I believe that most libraries and applications should always prefer checked arithmetic (e.g. a.checked_add(b) instead of a + b ) and conversions (a.try_into()? instead of a as u32 ). Unchecked operations have their purpose, but they shouldn't be the default choice. Unfortunately, there are a lot of inconveniences when using checked alternatives. I created cadd to alleviate most of these inconveniences:
All functions return Result (no more Option s that require ok_or_else ; easy to integate with anyhow or with custom error types).
Error messages are useful: they show the failed operation and its inputs, and even a backtrace (if enabled).
Function names are short and predictable: add "c" in front of the unchecked alternative to get the improved version: cadd , cdiv , cilog , and so on.
.into_type::<T>() and .try_into_type::<T>() adapter: you no longer need to rewrite expr as u32 as u32::try_from(expr)? because of type inference issues.
Pair it with some clippy's lints (arithmetic_side_effects , cast_possible_wrap , cast_precision_loss , cast_sign_loss ) and eliminate unexpected overflows, truncations, and panics from your code.
Many years ago (1985!) we built a library for multiprecision floating point that used a similar syntax. Potential users HATED it. We ended up producing a custom Fortran compiler that turned floating point a+b into add(a,b). On another project where we didn't control the compiler, I wrote an Awk script (500 lines!) that modified the .s file to replace the add instruction with a specialized call to a function that effectively did add(a,b). Is a possible Rust alternative a macro that takes the source of a function with a+b and produces a function with add(a,b)?
It is possible, but it seems to be less flexible and harder to understand and debug. For example, if you want to use different kinds of operations (checked, wrapped, etc.) together, how do you specify the kind of operation in the macro? What happens when an error occurs? Does it return the error as expression or does it "throw" it like ? does? What if there is another ? or even await in the macro (like math!(a + b.await? + c))? No matter how you decide, there will be either too many limitations or too many hidden behaviors. With plain functions, you get the familiar syntax, full flexibility, full compatibility with await, ?, closures, and everything else in the language, and full code completion compatibility in IDEs.
It is a valid approach, but I like it less for the following reasons:
You still have to do something with the error. You can't have a + b * c, you can only have (a + (b * c)?)?.
New types will require type conversions when interfacing with external code.
You can only choose one kind of operation (e.g. checked). It won't work when you need to do different kinds of operations on the same data.

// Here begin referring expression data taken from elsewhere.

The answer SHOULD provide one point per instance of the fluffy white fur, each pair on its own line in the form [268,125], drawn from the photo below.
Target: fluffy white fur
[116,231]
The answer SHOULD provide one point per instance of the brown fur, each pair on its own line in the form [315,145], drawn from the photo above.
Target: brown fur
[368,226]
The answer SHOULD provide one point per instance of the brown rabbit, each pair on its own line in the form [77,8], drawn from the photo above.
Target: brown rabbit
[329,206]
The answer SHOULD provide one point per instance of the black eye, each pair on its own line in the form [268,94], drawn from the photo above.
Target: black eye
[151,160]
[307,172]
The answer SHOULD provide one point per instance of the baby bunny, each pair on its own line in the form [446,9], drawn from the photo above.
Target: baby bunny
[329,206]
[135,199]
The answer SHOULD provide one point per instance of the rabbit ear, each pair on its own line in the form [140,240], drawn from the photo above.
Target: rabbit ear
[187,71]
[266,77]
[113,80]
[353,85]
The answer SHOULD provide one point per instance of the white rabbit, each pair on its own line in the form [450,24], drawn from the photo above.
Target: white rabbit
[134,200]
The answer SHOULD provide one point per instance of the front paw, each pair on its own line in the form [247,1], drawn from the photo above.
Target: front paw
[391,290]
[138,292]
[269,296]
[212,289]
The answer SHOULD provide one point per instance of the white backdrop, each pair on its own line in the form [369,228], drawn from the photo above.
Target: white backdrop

Changing type definitions because you need to do a checked operation seems too intrusive and non-local. Other parts of code may have nothing to do with arithmetic operations, but they may need to be changed just because the data type changed.
That said, new types make it easier to make sure you don't accidentally use a non-checked operation.
Not necessarily -- you could have the type wrap not a T but an Option<T> and thus a + b * c would give you a Checked(None) if either of the operators overflowed.
Huh, cool crate! I do appreciate the more ergonomic nature of this compared to the std checked arithmetic APIs.
One thing I (and I suspect potential users) might find valuable in the docs is a rough order of magnitude number in how big the performance hit is.
This old thread indicates there's a pretty significant impact, and the README already calls that out, but it'd be nice to have a rough idea of how much.